During the summer of 2009 while home from college and working in a research lab, I woke up one day with a fever, headache, body aches, and nausea and emailed my boss to say that I thought I had a 24-hour bug. I had been healthy all my life and I had no reason to believe this illness would be unlike all the others I’d had before. Surely I would be better in a day or two. The next day, I felt worse and the day after that worse still. I started to get sick at my stomach and quickly became so dehydrated I could barely stand.
I was 20 years old and still seeing my pediatrician, but it quickly became clear that I was going to need a bigger team of doctors. I started seeing an adult provider who sent me to various specialists, and the barrage of testing began.
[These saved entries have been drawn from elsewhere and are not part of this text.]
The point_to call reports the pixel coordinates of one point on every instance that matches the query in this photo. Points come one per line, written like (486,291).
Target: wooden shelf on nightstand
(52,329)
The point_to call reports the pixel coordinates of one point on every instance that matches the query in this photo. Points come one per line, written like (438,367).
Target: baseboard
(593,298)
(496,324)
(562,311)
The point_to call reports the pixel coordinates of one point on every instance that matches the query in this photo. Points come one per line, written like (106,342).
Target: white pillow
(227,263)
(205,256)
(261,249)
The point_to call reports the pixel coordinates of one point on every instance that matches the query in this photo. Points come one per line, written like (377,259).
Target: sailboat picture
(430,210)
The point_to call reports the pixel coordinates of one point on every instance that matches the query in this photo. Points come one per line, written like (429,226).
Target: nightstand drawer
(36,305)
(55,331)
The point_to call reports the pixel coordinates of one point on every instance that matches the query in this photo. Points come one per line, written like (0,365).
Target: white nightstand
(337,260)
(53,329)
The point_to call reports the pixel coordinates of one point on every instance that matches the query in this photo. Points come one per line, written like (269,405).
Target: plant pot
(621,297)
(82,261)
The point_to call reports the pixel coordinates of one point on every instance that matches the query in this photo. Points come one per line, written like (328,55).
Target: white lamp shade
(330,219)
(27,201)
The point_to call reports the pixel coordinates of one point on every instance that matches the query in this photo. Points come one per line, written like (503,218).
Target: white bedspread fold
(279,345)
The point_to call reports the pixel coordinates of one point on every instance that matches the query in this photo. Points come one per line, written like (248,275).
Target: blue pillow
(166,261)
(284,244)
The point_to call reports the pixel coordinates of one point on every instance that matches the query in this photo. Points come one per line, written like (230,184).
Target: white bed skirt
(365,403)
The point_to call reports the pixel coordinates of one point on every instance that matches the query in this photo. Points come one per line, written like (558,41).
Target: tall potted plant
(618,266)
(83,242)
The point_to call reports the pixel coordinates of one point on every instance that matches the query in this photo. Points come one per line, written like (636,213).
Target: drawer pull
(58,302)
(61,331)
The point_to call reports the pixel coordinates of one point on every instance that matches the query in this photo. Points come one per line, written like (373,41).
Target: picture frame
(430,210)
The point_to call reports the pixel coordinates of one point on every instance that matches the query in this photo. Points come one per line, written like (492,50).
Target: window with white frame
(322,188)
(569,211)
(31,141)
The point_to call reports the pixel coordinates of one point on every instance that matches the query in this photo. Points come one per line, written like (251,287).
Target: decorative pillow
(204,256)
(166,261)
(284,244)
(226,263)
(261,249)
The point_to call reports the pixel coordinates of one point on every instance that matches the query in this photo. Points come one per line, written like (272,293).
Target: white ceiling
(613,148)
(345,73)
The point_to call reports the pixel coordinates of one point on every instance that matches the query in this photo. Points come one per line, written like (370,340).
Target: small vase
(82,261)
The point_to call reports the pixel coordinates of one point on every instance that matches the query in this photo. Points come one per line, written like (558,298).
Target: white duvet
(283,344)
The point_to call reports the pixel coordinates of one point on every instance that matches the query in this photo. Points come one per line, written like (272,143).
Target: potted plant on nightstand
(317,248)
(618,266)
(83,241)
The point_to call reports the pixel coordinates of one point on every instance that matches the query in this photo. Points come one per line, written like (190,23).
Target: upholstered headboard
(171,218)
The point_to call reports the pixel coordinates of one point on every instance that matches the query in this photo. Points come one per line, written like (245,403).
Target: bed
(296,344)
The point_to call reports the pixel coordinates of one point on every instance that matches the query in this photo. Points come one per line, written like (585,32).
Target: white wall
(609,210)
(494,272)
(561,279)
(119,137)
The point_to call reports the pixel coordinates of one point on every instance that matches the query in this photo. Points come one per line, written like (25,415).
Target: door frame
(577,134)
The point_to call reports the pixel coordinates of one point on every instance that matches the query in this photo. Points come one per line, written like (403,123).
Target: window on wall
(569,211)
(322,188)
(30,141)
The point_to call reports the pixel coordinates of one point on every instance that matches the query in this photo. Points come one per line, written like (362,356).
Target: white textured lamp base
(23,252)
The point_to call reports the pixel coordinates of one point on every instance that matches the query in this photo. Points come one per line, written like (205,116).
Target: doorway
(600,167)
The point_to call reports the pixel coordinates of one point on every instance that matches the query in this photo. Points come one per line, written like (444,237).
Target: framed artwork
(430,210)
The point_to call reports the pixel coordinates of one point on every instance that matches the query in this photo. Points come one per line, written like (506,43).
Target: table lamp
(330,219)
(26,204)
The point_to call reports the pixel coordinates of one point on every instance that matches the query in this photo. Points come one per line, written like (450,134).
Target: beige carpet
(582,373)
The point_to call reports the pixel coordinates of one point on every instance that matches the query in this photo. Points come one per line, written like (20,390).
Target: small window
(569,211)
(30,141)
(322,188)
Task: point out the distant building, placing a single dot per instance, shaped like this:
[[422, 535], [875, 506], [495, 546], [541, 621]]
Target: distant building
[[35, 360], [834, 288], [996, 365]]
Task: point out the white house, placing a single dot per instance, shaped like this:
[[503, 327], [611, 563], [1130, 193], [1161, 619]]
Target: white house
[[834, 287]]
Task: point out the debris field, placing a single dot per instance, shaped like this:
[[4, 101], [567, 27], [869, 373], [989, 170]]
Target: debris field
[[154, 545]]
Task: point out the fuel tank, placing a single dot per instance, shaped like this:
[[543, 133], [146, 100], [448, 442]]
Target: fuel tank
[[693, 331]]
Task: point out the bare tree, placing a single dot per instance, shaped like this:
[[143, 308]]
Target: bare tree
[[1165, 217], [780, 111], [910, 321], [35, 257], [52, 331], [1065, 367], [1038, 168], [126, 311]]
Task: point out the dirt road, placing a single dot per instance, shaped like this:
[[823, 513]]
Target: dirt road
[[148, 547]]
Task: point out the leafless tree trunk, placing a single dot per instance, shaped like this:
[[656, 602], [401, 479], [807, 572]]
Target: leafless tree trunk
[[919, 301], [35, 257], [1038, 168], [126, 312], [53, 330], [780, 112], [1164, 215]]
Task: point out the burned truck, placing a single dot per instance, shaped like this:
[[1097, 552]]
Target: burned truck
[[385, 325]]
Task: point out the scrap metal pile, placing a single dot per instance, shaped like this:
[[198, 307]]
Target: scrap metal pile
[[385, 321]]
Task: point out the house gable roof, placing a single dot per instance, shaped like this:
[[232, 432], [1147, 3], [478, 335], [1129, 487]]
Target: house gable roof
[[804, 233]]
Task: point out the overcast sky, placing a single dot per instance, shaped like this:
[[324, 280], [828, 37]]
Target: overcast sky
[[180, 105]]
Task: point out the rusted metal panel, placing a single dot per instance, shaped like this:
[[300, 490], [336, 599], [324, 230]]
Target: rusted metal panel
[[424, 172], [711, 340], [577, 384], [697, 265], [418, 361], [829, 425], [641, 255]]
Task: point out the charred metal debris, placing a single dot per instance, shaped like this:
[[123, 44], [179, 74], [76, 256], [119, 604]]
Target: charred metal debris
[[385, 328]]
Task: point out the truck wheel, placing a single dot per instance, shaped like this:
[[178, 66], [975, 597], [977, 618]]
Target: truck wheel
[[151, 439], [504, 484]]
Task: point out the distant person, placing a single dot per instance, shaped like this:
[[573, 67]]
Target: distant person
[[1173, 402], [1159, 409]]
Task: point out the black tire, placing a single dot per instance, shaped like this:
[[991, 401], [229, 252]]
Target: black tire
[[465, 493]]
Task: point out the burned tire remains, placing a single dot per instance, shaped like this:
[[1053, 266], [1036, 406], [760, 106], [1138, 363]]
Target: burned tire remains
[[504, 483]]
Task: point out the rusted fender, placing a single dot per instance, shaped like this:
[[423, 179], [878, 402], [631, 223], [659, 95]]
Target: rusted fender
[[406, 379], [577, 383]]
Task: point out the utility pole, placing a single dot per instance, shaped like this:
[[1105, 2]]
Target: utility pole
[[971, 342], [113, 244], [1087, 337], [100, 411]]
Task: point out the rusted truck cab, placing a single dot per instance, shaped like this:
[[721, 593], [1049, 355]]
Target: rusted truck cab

With each new test and new doctor, the possible diagnoses got scarier and scarier. First it was flu, then mono, lupus, HIV, and cancer. I was CT scanned, echoed, stress tested, holter monitored and MRIed. I had more blood drawn than I can remember. I was terrified and confused. Just weeks ago I was a happy, healthy 20 year-old and now I was barely able to walk without my heart pounding and getting extremely short of breath. I had to sit in the shower, I could barely eat, and I hurt all over.
Over the next several weeks, I lost 20 pounds and realized that this illness was here to stay (which at that time I honestly thought meant a month or two). It was scary to be sick, but even scarier that none of my doctors had any idea what was wrong with me or why my heart was beating so fast. This went on for a couple months until I saw Dr. Raj at Vanderbilt. He was the first and remains the only doctor who could offer any kind of explanation for my symptoms. He told me that he thought I had POTS but that I had not been sick long enough to officially have it. He gave me salt and propranolol, but I was too sick for my stomach to tolerate the salt and I only took one propranolol and gave up on it. I felt relief at knowing what was going on, but fear at knowing that this was a CHRONIC illness.